Comme la veille après SONIC AREA, la salle commence à se vider. Il est difficile de passer après CHRYSALIDE. Impossible de rivaliser en terme d'intensité et pourtant, il faut tenir tout ce petit monde éveillé : ceux qui restent veulent faire la fête. Le Canadien Yann Faussurier l'a compris et attaque très fort le set de ISZOLOSCOPE, son projet depuis vingt ans. S'il est arrivé par le passé qu'il soit entouré d'autres musiciens, c'est seul qu'il se produit ce soir. Sa musique mélange des influences industrielles, techno, breakcore et noise et cogne méchamment. Le son semble d'ailleurs monter d'un cran dans la salle moins remplie. Les touches plus atmosphériques donnent à un arrière-goût psychédélique à la musique puissante et massive de ISZOLOSCOPE, remède idéal à la fatigue qui aurait été légitime à une heure aussi avancée de la nuit. Un copain braillait justement "j'ai l'impression que la soirée vient à peine de commencer !". En effet, c'est passé beaucoup trop vite.

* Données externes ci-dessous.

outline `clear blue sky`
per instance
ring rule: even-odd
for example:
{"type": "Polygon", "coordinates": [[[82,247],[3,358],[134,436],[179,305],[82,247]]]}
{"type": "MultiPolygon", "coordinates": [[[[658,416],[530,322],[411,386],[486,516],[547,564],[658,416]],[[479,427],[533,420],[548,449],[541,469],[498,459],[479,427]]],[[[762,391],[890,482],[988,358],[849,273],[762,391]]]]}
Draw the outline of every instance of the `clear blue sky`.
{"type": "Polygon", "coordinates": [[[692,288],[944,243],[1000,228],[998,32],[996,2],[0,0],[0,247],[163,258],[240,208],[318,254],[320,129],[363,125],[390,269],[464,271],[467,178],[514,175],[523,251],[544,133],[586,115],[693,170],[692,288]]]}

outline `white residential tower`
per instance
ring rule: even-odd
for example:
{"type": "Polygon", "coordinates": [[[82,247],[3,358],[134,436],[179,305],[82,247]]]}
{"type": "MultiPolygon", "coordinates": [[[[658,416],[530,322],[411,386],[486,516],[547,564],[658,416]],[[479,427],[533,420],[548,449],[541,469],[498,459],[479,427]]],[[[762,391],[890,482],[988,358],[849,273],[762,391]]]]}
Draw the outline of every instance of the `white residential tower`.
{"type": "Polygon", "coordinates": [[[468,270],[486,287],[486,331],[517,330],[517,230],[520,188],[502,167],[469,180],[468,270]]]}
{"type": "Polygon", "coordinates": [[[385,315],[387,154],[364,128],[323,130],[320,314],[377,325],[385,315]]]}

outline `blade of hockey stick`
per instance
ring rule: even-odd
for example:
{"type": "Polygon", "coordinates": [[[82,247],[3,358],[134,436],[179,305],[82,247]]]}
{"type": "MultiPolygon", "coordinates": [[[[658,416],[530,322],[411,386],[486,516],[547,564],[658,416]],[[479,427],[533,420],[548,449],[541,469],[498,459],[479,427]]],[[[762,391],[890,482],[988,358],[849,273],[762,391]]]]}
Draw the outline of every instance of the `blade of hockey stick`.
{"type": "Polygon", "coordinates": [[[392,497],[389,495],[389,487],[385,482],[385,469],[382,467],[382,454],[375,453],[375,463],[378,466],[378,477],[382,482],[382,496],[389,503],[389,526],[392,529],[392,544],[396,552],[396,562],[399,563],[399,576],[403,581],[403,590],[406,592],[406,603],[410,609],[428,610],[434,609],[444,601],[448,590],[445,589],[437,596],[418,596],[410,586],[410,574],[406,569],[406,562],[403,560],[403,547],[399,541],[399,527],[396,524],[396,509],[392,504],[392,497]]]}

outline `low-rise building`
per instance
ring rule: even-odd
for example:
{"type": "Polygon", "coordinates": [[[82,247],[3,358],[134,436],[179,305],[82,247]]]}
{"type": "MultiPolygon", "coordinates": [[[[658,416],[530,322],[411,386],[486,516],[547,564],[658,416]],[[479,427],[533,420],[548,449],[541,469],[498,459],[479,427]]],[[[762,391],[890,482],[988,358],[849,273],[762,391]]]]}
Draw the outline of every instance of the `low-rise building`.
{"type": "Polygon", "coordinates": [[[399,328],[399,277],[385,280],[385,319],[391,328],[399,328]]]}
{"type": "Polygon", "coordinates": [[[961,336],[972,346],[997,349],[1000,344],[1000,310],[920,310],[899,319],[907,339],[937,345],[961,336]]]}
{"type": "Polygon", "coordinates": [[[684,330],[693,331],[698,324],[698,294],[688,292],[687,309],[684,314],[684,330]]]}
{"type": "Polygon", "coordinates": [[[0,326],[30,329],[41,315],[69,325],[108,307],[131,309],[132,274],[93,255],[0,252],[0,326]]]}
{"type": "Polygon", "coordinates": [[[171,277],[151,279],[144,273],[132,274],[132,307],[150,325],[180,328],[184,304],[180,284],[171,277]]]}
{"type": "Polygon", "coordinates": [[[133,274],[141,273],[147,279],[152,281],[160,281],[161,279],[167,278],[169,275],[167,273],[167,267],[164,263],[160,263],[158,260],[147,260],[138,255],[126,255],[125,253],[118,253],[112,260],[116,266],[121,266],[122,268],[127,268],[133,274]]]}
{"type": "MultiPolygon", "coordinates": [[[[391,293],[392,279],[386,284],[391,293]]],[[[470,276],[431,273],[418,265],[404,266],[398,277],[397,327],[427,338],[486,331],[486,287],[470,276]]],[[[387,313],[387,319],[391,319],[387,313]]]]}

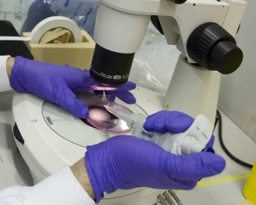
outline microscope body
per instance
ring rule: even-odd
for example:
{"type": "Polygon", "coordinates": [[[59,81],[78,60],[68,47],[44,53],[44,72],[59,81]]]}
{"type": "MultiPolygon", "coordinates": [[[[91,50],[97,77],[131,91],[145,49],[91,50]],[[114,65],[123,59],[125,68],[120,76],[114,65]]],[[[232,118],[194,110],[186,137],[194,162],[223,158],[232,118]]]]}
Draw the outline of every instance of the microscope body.
{"type": "Polygon", "coordinates": [[[158,16],[167,43],[177,45],[182,52],[164,102],[165,108],[193,117],[204,114],[213,124],[220,73],[234,71],[243,58],[233,36],[246,5],[243,0],[187,0],[182,4],[170,0],[100,0],[91,76],[107,85],[125,83],[150,17],[158,16]],[[237,58],[239,62],[232,64],[232,59],[237,58]],[[234,68],[227,68],[229,64],[234,68]]]}

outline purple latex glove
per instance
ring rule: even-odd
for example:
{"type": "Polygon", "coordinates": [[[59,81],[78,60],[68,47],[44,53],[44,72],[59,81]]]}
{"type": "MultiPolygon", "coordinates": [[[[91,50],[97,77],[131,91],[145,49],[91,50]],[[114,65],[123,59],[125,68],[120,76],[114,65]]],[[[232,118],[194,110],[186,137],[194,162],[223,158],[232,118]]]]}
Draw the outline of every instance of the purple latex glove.
{"type": "Polygon", "coordinates": [[[82,118],[88,117],[88,109],[84,102],[76,98],[75,93],[105,90],[126,102],[135,103],[136,101],[128,91],[136,88],[132,82],[117,87],[105,85],[93,79],[89,70],[82,70],[67,65],[31,60],[20,56],[15,58],[10,84],[18,92],[35,94],[59,105],[82,118]]]}
{"type": "Polygon", "coordinates": [[[87,148],[85,165],[97,203],[104,192],[118,189],[191,189],[198,179],[220,173],[226,165],[212,153],[176,155],[131,136],[114,137],[87,148]]]}
{"type": "MultiPolygon", "coordinates": [[[[193,121],[194,118],[184,113],[162,110],[148,117],[143,127],[149,132],[178,133],[185,132],[193,121]]],[[[215,139],[213,135],[206,146],[212,147],[215,139]]]]}

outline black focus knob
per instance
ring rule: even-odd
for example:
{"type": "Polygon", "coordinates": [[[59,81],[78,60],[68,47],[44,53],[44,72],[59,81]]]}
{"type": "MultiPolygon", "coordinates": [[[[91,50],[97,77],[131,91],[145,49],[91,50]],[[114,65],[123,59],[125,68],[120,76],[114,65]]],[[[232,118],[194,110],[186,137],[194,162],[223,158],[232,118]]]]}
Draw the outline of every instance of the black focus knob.
{"type": "Polygon", "coordinates": [[[210,65],[223,74],[229,74],[235,70],[243,60],[243,52],[233,43],[221,41],[215,46],[210,54],[210,65]]]}
{"type": "Polygon", "coordinates": [[[170,0],[170,1],[177,4],[180,4],[184,3],[187,0],[170,0]]]}
{"type": "Polygon", "coordinates": [[[234,37],[216,23],[196,28],[188,40],[187,51],[200,66],[223,74],[234,71],[243,60],[243,52],[234,37]]]}

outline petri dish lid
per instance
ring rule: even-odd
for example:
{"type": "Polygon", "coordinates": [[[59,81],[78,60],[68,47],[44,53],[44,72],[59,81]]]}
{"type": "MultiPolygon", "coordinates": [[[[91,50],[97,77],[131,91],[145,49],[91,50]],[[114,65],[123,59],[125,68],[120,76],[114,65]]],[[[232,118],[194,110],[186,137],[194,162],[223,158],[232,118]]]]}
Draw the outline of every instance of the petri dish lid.
{"type": "Polygon", "coordinates": [[[104,105],[110,102],[115,104],[117,109],[127,114],[139,113],[134,104],[125,102],[115,96],[99,95],[89,98],[86,104],[89,110],[88,122],[95,127],[109,132],[123,133],[131,131],[124,120],[108,112],[104,105]]]}

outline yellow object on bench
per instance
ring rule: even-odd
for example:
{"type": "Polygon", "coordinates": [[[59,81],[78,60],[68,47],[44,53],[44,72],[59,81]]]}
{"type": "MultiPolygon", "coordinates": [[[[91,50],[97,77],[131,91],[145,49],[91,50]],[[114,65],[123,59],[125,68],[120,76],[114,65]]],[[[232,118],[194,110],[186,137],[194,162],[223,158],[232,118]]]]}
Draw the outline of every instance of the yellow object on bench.
{"type": "Polygon", "coordinates": [[[249,201],[246,200],[244,201],[243,202],[239,203],[237,205],[254,205],[254,204],[249,201]]]}
{"type": "Polygon", "coordinates": [[[256,162],[252,169],[243,194],[246,199],[256,204],[256,162]]]}

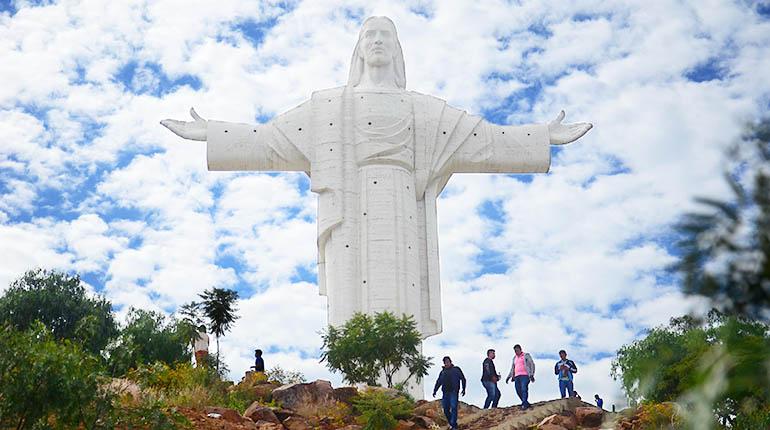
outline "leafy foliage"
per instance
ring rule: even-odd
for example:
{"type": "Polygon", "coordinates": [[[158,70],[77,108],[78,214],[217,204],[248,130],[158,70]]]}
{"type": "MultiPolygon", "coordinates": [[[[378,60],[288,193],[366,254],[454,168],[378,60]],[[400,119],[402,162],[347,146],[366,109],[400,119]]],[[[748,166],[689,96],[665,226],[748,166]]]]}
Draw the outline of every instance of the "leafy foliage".
{"type": "Polygon", "coordinates": [[[183,322],[169,320],[157,312],[131,309],[126,326],[110,348],[110,372],[124,375],[142,364],[174,365],[189,361],[189,336],[189,327],[183,322]]]}
{"type": "Polygon", "coordinates": [[[749,127],[730,154],[726,201],[700,198],[703,211],[676,226],[681,259],[672,269],[685,292],[725,313],[770,320],[770,119],[749,127]]]}
{"type": "Polygon", "coordinates": [[[238,293],[226,288],[212,287],[199,294],[203,300],[199,304],[193,303],[193,307],[200,306],[203,314],[209,320],[211,332],[217,337],[217,369],[221,360],[219,359],[219,338],[230,330],[235,320],[238,319],[235,302],[238,300],[238,293]]]}
{"type": "Polygon", "coordinates": [[[640,430],[674,430],[684,427],[676,403],[645,403],[639,406],[636,413],[640,430]]]}
{"type": "Polygon", "coordinates": [[[392,430],[397,420],[411,416],[414,404],[400,395],[369,389],[353,398],[353,407],[361,414],[364,430],[392,430]]]}
{"type": "Polygon", "coordinates": [[[323,341],[321,361],[330,370],[342,372],[349,383],[378,385],[378,377],[384,374],[390,388],[400,368],[408,370],[406,380],[414,377],[419,382],[430,367],[430,358],[420,352],[420,332],[411,316],[357,313],[341,328],[329,326],[323,341]]]}
{"type": "Polygon", "coordinates": [[[612,362],[632,401],[680,401],[701,420],[736,415],[770,404],[770,327],[717,311],[707,321],[674,318],[668,327],[623,346],[612,362]]]}
{"type": "Polygon", "coordinates": [[[0,328],[0,427],[102,428],[112,398],[99,389],[97,357],[70,340],[56,341],[42,323],[20,332],[0,328]]]}
{"type": "Polygon", "coordinates": [[[296,384],[306,382],[305,375],[302,372],[284,370],[281,366],[275,366],[265,372],[267,380],[280,385],[296,384]]]}
{"type": "Polygon", "coordinates": [[[30,270],[0,297],[0,322],[27,330],[40,321],[54,339],[70,339],[99,354],[117,334],[112,305],[89,297],[78,275],[30,270]]]}

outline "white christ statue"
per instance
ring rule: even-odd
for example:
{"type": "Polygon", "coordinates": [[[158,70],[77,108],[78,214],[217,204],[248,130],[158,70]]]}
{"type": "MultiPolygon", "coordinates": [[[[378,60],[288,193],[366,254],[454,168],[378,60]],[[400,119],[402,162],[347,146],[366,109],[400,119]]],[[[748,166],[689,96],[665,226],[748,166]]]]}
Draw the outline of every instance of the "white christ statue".
{"type": "MultiPolygon", "coordinates": [[[[265,124],[167,119],[207,143],[209,170],[297,171],[318,194],[318,286],[329,324],[354,313],[413,316],[423,338],[441,332],[436,198],[454,173],[547,172],[550,145],[591,124],[504,126],[406,90],[393,22],[368,18],[347,85],[265,124]]],[[[420,395],[421,396],[421,395],[420,395]]]]}

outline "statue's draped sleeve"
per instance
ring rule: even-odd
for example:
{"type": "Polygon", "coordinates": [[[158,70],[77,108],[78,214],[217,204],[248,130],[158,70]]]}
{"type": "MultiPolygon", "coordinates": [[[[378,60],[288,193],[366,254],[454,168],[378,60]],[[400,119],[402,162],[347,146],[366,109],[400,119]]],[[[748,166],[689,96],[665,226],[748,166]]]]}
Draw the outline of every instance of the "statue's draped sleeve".
{"type": "Polygon", "coordinates": [[[208,121],[208,169],[309,172],[309,118],[305,102],[265,124],[208,121]]]}
{"type": "Polygon", "coordinates": [[[415,114],[415,184],[425,223],[421,268],[423,337],[441,332],[436,199],[453,173],[538,173],[551,163],[546,125],[501,126],[449,106],[444,100],[411,93],[415,114]]]}

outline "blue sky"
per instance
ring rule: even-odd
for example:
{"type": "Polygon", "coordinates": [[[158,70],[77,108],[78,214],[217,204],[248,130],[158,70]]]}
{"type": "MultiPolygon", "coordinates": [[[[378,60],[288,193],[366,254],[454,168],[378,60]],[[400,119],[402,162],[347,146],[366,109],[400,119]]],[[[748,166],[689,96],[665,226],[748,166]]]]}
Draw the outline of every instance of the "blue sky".
{"type": "MultiPolygon", "coordinates": [[[[407,87],[501,124],[595,128],[547,175],[456,175],[439,201],[444,333],[482,398],[480,363],[521,343],[533,396],[576,386],[622,404],[614,351],[702,303],[664,268],[671,223],[721,196],[726,145],[770,102],[767,2],[0,2],[0,289],[42,266],[80,273],[124,315],[239,291],[222,347],[233,376],[268,367],[332,379],[303,174],[207,172],[205,144],[163,129],[190,106],[265,122],[344,83],[361,21],[391,17],[407,87]]],[[[429,376],[435,377],[438,366],[429,376]]],[[[503,403],[515,401],[511,387],[503,403]]]]}

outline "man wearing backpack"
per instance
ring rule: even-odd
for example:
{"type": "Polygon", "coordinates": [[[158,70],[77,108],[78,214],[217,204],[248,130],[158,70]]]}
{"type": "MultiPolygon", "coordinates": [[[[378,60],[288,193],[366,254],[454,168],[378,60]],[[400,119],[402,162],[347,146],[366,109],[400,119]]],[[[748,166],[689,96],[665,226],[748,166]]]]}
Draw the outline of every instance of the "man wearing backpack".
{"type": "Polygon", "coordinates": [[[459,402],[460,385],[462,385],[462,395],[465,395],[465,375],[463,371],[452,364],[452,359],[444,357],[444,367],[438,374],[438,380],[433,387],[433,397],[436,397],[438,388],[441,387],[443,393],[441,397],[441,406],[444,407],[444,415],[449,421],[449,428],[457,430],[457,403],[459,402]]]}
{"type": "Polygon", "coordinates": [[[577,366],[575,366],[574,361],[567,359],[567,351],[563,349],[559,351],[559,357],[561,360],[557,361],[556,365],[553,366],[553,373],[559,378],[559,392],[561,393],[561,398],[567,397],[567,393],[569,393],[570,397],[575,397],[575,387],[572,383],[572,375],[577,373],[577,366]]]}

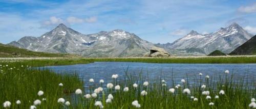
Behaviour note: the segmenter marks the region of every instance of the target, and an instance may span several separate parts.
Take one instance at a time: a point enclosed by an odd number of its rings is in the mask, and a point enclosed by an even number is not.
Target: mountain
[[[256,55],[256,35],[237,48],[230,55]]]
[[[141,57],[155,46],[121,30],[84,35],[60,24],[40,37],[24,37],[8,44],[33,51],[89,57]]]
[[[221,52],[221,51],[216,50],[211,52],[208,56],[226,56],[225,53]]]
[[[1,58],[14,57],[79,57],[76,55],[34,52],[0,43]]]
[[[191,31],[184,37],[172,43],[157,45],[169,49],[169,51],[176,49],[187,52],[196,52],[199,54],[209,54],[216,50],[228,53],[252,37],[251,34],[238,24],[233,23],[227,28],[222,28],[210,34],[203,35]]]

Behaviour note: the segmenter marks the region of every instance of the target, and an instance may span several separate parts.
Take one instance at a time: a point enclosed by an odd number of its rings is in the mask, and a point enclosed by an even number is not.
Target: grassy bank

C'est donc sur les beats frénétiques de ISZLOSCOPE que se termine les concerts de cette édition 2019 de l'Audiotrauma Fest. Du côté des DJs, on retrouvait notamment dans la deuxième salle les incontournables [S20] et Kirdec pour proposer leurs sets aux fêtards qui trainaient vers le bar. C'était non seulement varié et passionnant mais aussi émouvant : après les arrêts du Maschinenfest et du label ant-zen, on mesure combien le travail de ces gens-là est précieux et indispensable. Le festival est d'ailleurs à l'image de ces artistes : on ne triche pas, c'est sans artifice, le but est de proposer au public une expérience musicale unique et sincère. On espère de tout cœur retrouver tout ce petit monde l'an prochain, et ceux d'après.